Sezon ogórkowy w NBA rozkręcił się właśnie pełną parą i jedyne newsy nietyczące się Kyrie Irvinga to zwolenienia i kontrakty na obóz treningowy. Pelicans właśnie dokonali dwóch zwolnień, w tym jednego całkiem zaskakującego. Z zespołem pożegnali się Axel Toupane, ale przede wszystkim, ponownie, Quinn Cook.
Francuski skrzydłowy to była marginalna postać w kadrze zespołu. Został sprowadzony pod koniec zeszłego sezonu, kiedy zespół eksperymentował i szukał wzmocnień ławki na nowy sezon. Niczym się nie wyróżniał, notując 5.5 punkta 20.5 minuty spędzone na parkiecie.
Cook z kolei zanosił się na bycie pierwszym rezerwowym na rozegraniu, zwłaszcza po świetnej lidze letniej. Wraz z Cheickiem Diallo był liderem zespołu Pelicans w Vegas i można było podchodzić z dużym optymizmem do jego osoby. Spędził on z Pelicans zeszłoroczny obóz treningowy, po czym został zwolniony i został all-starem w D-League.
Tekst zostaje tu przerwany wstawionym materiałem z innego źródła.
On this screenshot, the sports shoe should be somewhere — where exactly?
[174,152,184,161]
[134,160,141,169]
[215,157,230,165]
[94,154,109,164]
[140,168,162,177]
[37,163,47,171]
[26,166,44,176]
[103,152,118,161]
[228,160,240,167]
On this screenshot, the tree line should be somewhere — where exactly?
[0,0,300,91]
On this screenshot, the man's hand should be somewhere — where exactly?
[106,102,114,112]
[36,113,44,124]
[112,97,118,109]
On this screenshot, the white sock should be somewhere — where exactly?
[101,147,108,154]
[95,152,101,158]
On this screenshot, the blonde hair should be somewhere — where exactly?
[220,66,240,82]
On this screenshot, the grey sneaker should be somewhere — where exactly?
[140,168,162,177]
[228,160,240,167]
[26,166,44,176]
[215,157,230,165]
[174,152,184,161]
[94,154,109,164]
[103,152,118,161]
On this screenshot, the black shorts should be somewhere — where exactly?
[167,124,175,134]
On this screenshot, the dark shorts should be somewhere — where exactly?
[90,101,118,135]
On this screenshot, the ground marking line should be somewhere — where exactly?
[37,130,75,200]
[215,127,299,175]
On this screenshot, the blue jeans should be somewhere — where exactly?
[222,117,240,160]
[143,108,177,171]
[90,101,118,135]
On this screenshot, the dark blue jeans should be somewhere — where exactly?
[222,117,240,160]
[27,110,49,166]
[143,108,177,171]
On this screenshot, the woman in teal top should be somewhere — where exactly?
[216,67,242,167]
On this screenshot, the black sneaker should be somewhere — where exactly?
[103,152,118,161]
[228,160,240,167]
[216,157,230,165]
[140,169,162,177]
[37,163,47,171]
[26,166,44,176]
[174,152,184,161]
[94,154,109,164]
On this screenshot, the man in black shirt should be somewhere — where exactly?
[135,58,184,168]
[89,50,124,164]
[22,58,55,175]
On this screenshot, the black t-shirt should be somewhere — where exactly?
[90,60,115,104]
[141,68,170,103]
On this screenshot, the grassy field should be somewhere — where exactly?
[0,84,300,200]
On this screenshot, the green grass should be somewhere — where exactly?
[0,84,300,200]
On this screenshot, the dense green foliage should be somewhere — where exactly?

Oba transfery są jednak czysto finansowe, aniżeli sportowe. Pelicans na chwilę obecną muszą przypilnować swoją sytuację budżetową, a zwolnienie obu zawodników pozwala im zaoszczędzić kilka tysięcy. Nie jest więc wykluczone, iż ci zawodnicy jeszcze powrócą do Nowego Orleanu. Zwłaszcza Cook, gdyż mówi się o kontrakcie two-way dla tego zawodnika.